Ce qui signifie que la berline de base, malgré toutes ses qualités en matière de sécurité et son prix alléchant se fait allégrement distancer par ses concurrentes en raison de ses performances modestes, de son niveau sonore élevé, et d'une tenue de route handicapée par un sous-virage prononcé. Des pneumatiques plus gros sur la OZ-Rally améliorent la tenue de route, mais pas l'agrément de conduite.

Tenant compte du fait que les ingénieurs avaient eu plus de temps pour peaufiner la mécanique, il serait logique de croire que les modèles Sportback lancés l'an dernier pourraient faire meilleure figure à ce chapitre. Malheureusement, à part le moteur plus puissant, les choses ne se sont pas améliorées. L'équipement de la voiture est relativement complet, la capacité de la soute à bagages est importante et la finition honnête, mais l'agrément de conduite est correct sans plus. Si le moteur assure des temps d'accélération inférieurs à dix secondes, le feedback de la direction est tellement faible qu'on a l'impression que le volant est déconnecté.
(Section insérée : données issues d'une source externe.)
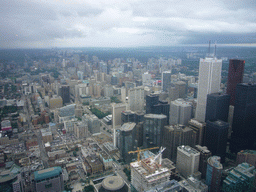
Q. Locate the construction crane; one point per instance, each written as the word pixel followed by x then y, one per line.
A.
pixel 140 150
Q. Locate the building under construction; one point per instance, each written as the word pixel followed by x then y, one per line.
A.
pixel 148 173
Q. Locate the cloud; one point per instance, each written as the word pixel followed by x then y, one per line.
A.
pixel 30 23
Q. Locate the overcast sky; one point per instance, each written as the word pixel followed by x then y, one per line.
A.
pixel 125 23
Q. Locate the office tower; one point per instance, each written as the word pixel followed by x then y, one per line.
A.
pixel 235 76
pixel 123 94
pixel 198 129
pixel 65 93
pixel 244 119
pixel 126 141
pixel 217 107
pixel 50 179
pixel 181 88
pixel 136 99
pixel 146 79
pixel 127 116
pixel 116 117
pixel 174 136
pixel 241 178
pixel 248 156
pixel 213 174
pixel 151 100
pixel 154 106
pixel 187 160
pixel 152 130
pixel 204 155
pixel 166 80
pixel 216 137
pixel 208 82
pixel 80 75
pixel 180 112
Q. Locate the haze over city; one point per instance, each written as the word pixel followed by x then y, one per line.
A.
pixel 125 23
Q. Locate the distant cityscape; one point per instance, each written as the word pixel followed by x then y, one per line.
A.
pixel 165 119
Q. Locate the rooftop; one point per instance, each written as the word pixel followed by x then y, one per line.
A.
pixel 47 173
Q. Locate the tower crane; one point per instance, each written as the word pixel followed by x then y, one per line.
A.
pixel 140 150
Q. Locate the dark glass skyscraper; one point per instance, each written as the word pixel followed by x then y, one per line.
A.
pixel 216 137
pixel 235 76
pixel 217 107
pixel 244 119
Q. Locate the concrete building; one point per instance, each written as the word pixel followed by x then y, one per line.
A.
pixel 187 160
pixel 148 173
pixel 204 155
pixel 136 99
pixel 166 80
pixel 216 138
pixel 174 136
pixel 241 178
pixel 126 141
pixel 116 117
pixel 180 112
pixel 153 130
pixel 248 156
pixel 217 107
pixel 50 179
pixel 235 76
pixel 199 130
pixel 214 173
pixel 208 82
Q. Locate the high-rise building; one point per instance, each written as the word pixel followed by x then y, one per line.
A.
pixel 204 155
pixel 198 129
pixel 136 99
pixel 248 156
pixel 151 100
pixel 213 174
pixel 65 93
pixel 154 106
pixel 180 112
pixel 187 160
pixel 217 107
pixel 126 141
pixel 216 137
pixel 50 179
pixel 244 119
pixel 166 80
pixel 241 178
pixel 208 82
pixel 153 130
pixel 174 136
pixel 116 117
pixel 235 76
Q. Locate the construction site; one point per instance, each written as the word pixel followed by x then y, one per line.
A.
pixel 150 172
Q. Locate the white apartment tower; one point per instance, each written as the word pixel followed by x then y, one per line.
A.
pixel 208 82
pixel 136 99
pixel 180 112
pixel 187 160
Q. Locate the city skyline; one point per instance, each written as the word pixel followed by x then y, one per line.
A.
pixel 62 23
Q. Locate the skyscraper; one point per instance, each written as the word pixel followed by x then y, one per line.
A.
pixel 217 107
pixel 244 120
pixel 136 99
pixel 187 160
pixel 216 137
pixel 208 82
pixel 166 80
pixel 213 174
pixel 153 130
pixel 235 76
pixel 180 112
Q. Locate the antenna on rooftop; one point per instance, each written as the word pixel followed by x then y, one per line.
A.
pixel 209 49
pixel 215 49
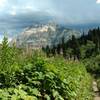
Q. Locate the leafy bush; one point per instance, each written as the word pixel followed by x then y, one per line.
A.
pixel 49 79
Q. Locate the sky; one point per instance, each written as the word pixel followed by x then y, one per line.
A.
pixel 15 15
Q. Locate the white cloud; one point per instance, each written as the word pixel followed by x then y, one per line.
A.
pixel 13 13
pixel 97 1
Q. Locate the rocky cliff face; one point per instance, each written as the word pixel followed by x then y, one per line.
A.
pixel 41 35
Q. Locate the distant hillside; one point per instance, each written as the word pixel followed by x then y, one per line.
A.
pixel 40 35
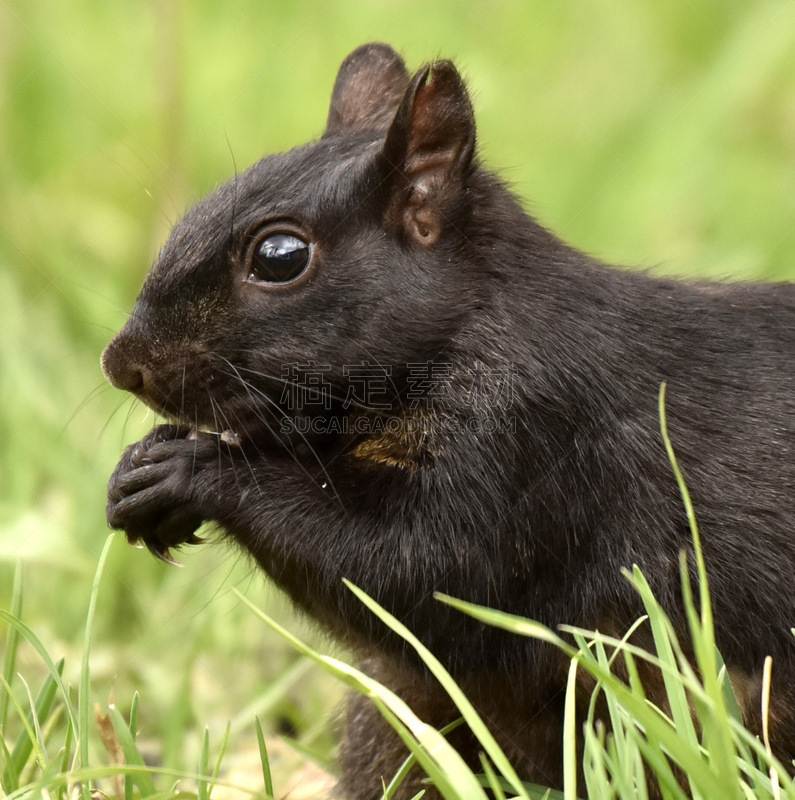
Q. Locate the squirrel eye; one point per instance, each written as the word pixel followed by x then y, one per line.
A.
pixel 279 258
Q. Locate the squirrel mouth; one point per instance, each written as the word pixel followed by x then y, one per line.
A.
pixel 229 437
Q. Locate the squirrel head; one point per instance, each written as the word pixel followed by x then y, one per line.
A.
pixel 348 250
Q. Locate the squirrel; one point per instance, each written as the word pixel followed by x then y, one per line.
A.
pixel 377 366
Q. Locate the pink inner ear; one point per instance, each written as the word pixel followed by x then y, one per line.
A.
pixel 442 125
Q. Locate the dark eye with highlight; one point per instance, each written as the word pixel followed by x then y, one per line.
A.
pixel 279 258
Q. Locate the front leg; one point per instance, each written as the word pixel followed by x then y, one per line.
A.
pixel 161 492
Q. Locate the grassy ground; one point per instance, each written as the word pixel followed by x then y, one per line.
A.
pixel 655 135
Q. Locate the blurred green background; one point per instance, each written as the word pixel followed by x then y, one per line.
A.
pixel 657 135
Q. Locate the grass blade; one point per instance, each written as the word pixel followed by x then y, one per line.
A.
pixel 267 778
pixel 12 643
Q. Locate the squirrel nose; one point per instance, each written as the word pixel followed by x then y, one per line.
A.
pixel 122 371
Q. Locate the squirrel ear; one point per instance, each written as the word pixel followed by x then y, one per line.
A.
pixel 369 85
pixel 428 150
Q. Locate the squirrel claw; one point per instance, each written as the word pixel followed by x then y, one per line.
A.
pixel 164 554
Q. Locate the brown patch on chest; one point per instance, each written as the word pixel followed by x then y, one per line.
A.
pixel 405 441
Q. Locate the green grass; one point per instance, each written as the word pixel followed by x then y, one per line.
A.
pixel 45 743
pixel 657 135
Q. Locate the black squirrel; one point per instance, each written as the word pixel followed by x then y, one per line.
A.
pixel 378 367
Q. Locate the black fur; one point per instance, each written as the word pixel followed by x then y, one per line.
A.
pixel 420 255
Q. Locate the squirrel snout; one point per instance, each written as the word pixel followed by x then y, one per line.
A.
pixel 122 371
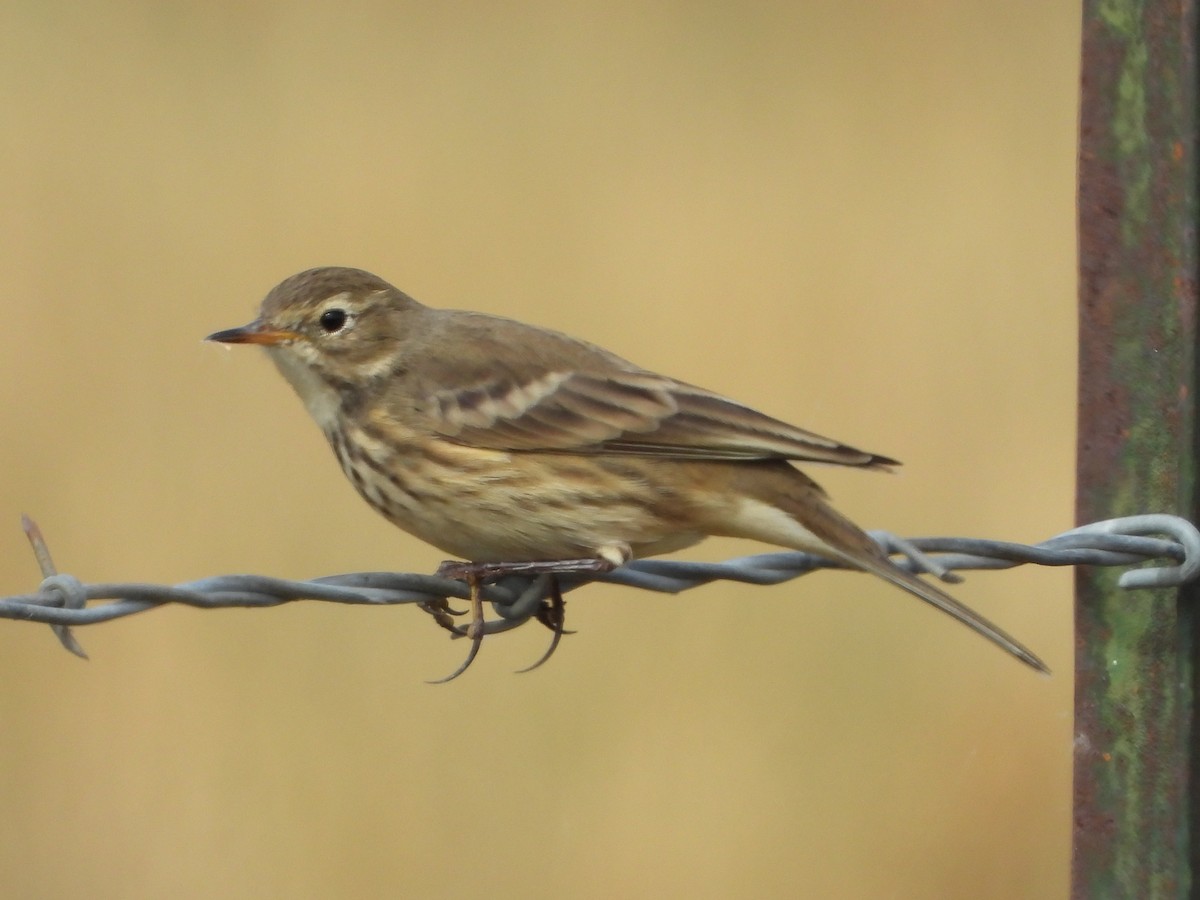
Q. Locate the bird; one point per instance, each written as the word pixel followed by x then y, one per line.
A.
pixel 521 449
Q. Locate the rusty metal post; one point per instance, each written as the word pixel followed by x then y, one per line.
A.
pixel 1135 829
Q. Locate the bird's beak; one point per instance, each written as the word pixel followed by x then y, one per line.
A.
pixel 255 333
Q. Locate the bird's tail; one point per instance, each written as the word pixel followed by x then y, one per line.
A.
pixel 811 525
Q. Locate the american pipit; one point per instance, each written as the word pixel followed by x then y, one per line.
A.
pixel 504 443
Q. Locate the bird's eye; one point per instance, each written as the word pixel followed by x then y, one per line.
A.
pixel 333 321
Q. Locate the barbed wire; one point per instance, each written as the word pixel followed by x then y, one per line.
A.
pixel 63 600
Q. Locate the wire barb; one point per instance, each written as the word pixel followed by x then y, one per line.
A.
pixel 63 601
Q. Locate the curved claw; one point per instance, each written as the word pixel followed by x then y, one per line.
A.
pixel 475 643
pixel 474 630
pixel 552 617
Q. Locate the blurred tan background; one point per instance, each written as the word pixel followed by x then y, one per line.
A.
pixel 856 216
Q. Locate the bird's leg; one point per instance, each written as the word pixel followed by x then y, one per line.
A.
pixel 443 613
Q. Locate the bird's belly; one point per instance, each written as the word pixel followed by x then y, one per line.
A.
pixel 489 505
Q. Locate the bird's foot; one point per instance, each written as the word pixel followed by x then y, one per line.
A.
pixel 551 613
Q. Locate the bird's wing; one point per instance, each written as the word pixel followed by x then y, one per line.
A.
pixel 624 412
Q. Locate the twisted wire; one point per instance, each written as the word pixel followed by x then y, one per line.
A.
pixel 63 600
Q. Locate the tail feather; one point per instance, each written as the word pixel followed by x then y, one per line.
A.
pixel 791 510
pixel 947 604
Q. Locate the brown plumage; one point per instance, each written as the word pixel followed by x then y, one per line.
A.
pixel 501 442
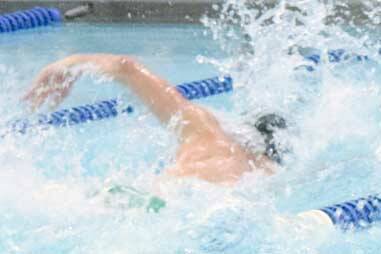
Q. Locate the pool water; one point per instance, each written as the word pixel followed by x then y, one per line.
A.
pixel 49 179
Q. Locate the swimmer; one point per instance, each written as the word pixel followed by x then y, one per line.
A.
pixel 205 150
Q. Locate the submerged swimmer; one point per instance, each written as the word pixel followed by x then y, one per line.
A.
pixel 205 150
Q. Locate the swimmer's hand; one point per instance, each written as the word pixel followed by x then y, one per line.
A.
pixel 54 82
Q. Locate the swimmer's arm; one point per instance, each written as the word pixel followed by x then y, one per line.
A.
pixel 162 98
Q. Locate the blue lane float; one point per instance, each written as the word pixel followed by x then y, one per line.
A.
pixel 35 17
pixel 112 108
pixel 351 215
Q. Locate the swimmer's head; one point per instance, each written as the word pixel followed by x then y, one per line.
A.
pixel 268 125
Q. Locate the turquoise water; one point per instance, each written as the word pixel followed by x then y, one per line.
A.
pixel 49 179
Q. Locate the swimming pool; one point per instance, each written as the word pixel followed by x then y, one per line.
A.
pixel 48 181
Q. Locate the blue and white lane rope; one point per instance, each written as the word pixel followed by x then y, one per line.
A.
pixel 356 214
pixel 111 108
pixel 27 19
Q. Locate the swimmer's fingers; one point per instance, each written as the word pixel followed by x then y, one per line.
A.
pixel 59 97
Il semble que ce soit le même ingénieur qui a été mis en charge des commandes de climatisation car on a la même sensation. Et il faut souligner que l'essai d'une Sportback LS en hiver a permis de démontrer que les pneus d'origine ne sont d'aucune efficacité dans la neige.

Malgré notre jugement plutôt sévère, le Lancer n'est pas une vilaine voiture, d'autant plus que la faiblesse des ventes permet à l'acheteur de négocier un meilleur prix. Par contre, face aux ténors de la catégorie que sont les Mazda3, Honda Civic, Ford Focus et Toyota Corolla, ce Mitsubishi se défend assez mal.